Recently I am enjoying Mark Litwintschik's no nonsense blog posts on query performance of different big data environments. For this he ingests the records of more than one billion NYC taxi cab rides , measures the time it takes to ingest the data and run 4 different (simple to complex) SQL queries against the database. He tells us what hardware or cloud config his tests run on and how much it costs. His tests are easily reproducible and he invites people to tell him if they think a test cloud be improved to be fair. Pretty awesome !
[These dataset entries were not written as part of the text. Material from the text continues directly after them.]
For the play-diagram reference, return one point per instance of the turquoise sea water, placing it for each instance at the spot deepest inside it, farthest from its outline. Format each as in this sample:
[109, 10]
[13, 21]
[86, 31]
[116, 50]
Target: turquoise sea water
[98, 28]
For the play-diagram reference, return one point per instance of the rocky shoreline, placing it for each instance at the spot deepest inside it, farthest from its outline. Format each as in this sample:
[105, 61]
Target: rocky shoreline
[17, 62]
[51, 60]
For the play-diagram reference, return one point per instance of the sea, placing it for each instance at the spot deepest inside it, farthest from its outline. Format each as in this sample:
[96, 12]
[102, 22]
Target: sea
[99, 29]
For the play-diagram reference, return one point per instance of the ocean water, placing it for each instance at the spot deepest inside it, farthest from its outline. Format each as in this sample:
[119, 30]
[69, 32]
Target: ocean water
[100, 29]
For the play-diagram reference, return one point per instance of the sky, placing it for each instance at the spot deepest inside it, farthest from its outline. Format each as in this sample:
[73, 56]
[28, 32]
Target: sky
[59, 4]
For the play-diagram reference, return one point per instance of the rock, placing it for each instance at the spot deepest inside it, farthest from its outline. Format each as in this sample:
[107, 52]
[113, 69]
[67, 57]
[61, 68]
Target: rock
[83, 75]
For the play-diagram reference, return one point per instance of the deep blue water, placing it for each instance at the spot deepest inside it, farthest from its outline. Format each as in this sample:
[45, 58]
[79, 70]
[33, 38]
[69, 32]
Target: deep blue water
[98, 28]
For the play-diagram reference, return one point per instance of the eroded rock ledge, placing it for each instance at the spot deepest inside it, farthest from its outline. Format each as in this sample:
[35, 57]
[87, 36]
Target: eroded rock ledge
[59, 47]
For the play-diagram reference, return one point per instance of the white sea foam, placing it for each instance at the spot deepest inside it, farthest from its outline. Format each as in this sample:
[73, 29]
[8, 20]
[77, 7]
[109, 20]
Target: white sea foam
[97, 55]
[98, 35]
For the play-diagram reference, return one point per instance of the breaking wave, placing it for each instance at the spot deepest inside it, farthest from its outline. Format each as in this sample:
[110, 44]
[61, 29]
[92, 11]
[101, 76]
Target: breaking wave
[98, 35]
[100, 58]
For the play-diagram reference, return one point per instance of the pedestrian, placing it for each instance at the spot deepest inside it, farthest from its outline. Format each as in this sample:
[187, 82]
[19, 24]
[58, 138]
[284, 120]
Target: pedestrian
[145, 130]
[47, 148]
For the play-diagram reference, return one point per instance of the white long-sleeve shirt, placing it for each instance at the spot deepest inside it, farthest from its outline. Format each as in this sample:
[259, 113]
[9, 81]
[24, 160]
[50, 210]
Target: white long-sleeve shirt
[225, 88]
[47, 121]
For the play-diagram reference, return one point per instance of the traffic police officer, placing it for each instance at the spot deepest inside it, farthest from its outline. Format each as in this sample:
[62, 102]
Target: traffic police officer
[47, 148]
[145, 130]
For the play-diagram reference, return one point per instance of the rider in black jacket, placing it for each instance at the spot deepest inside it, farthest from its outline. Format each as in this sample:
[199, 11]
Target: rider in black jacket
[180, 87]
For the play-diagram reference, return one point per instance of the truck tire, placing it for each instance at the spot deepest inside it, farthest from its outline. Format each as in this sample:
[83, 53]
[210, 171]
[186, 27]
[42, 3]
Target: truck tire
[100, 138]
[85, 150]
Here is a summary of his results:

Test Environment

median (sec)

factor slower

MapD & 8 x Nvidia Pascal Titan X

0.109

1

MapD & 4 x AWS g2.8xlarge

0.2185

2

MapD & 4 x Nvidia Titan X

0.285

3

MapD & 8  x Nvidia Tesla K80

0.123

1

AWS Redshift on 6 x  ds2.8xlarge

1.905

17

AWS Redshift on 1 x  ds2xlarge

73.5

674

Google BigQuery

2

18

Presto & EMR 5 x unknown instance

79

725

Presto & EMR 50 x unknown instance

43.5

399

Presto & EMR EMRFS 5 x m3.xlarge

81

743

Presto & EMR HDFS 5 x m3.xlarge

51.5

472

ElasticSearch & 1 x 4 core, 16GB, ssd

63.2

580

SparkSQL & EMRFS 5 x unknown

466.5

4280

Postgres & 1 x 4 core, 16GB, ssd

205

1881



a couple of observations:
  • GPU based databases such as MapD will take over the world (if you can fit your data in them)
  • GPU based databases can be inexpensive (The Titan X setup is 10x cheaper than the one using the Tesla) yet performance is 400 x faster than the fastest Hadoop cluster in the test
  • Google BigQuery and AWS Redshift are very fast as well. BigQuery has the advantage that you don't have to setup a Redshift server farm.
  • Spark is slow (4280 times slower than MapD !!!) and should be avoided for SQL only operations (it has other strengths and those can be very well combined with SparkSQL)
  • Presto was used because pure Hive was 3-6 x slower.   

Please continue the great work Mark, perhaps you can do a test with Apache Drill, Impala or Slam Data on Mongo?